Marine sandworm strike settled> Workers accept negotiated offer, fall one cent short of goal

ADDISON — The statewide marine sandworm strike apparently was settled Friday when 25 self-employed worm diggers went back to work here for local sandworm buyer Michael Emerson on an outgoing late afternoon tide.

By accepting Emerson’s negotiated offer to pay 9 cents for each harvested worm, the strikers fell 1 cent short of their goal of increasing the price from 7 1/2 cents to 10 cents.

Jack’s Bait Shop in New York agreed to pay Emerson enough to compensate for the 1 1/2-cent increase. Instead of receiving $75 for 1,000 sandworms, Emerson’s diggers will be paid $90 for 1,000.

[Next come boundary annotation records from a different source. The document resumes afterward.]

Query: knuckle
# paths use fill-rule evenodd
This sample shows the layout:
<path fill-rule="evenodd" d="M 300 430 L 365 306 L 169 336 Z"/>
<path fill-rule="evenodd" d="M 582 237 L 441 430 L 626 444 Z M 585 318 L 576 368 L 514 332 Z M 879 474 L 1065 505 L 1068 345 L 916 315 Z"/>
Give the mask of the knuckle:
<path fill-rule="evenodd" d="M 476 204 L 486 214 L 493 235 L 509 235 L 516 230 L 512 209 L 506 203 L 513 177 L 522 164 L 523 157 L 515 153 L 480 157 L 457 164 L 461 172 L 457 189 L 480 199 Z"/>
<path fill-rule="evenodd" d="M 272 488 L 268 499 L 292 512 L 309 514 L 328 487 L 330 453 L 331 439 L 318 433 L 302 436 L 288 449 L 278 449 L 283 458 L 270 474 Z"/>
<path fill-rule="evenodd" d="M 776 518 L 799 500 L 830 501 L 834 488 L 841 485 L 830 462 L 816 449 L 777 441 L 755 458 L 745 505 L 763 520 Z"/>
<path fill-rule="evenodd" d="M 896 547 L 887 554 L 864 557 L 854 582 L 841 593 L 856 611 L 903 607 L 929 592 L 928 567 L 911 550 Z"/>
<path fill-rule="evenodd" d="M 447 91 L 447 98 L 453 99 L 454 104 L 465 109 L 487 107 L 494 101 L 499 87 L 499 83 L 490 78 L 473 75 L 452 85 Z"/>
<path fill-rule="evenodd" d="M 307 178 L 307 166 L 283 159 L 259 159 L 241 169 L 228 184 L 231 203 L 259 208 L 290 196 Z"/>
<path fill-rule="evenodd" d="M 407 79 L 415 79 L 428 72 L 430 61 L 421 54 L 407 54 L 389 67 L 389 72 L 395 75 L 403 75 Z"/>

Although some buyers in the Down East area remained uncommitted to paying their diggers nine cents, buyers in the Wiscasset area had agreed previously Wednesday to pay the higher rate but did not send their diggers back to work until Down East area buyers negotiated the new price with their market representatives in New York and the more southern coastal states.

Some other buyers in the Down East area did not readily agree to Emerson’s concession to diggers after the three-day strike. Buyers still uncommitted to the increase said Friday that their market representatives had drawn the line at 8 1/2 cents. All buyers, however, were expected to begin paying nine cents soon.

At a meeting Thursday night at the Addison town marina, sandwormers voted to hold out for nine cents. That demand wasn’t met until Emerson agreed to it Friday, minutes before the tide began receding to expose worm beds in the Pleasant River.

The predicted stormy Memorial Day weekend weather is expected to add more woes to the industry because markets already are depleted or have insufficient supplies of sandworms; and fewer sport fishermen in New York and other coastal states will be casting baitworms for striped bass, flukes, flounder and other saltwater fish.

Eddie Hagan, one of two buyers in Jonesport, said Friday that he began the harvest year in late March by paying 8 cents, while other buyers Down East were paying 7 1/2 cents. “I paid the higher price, although my business is down by 50 percent from last year, which was not a good year. I paid it right out of my own pocket because I wanted to give the diggers an incentive to stay with me and work in an industry that is depleted,” he said. The worm industry has fallen victim to overharvesting.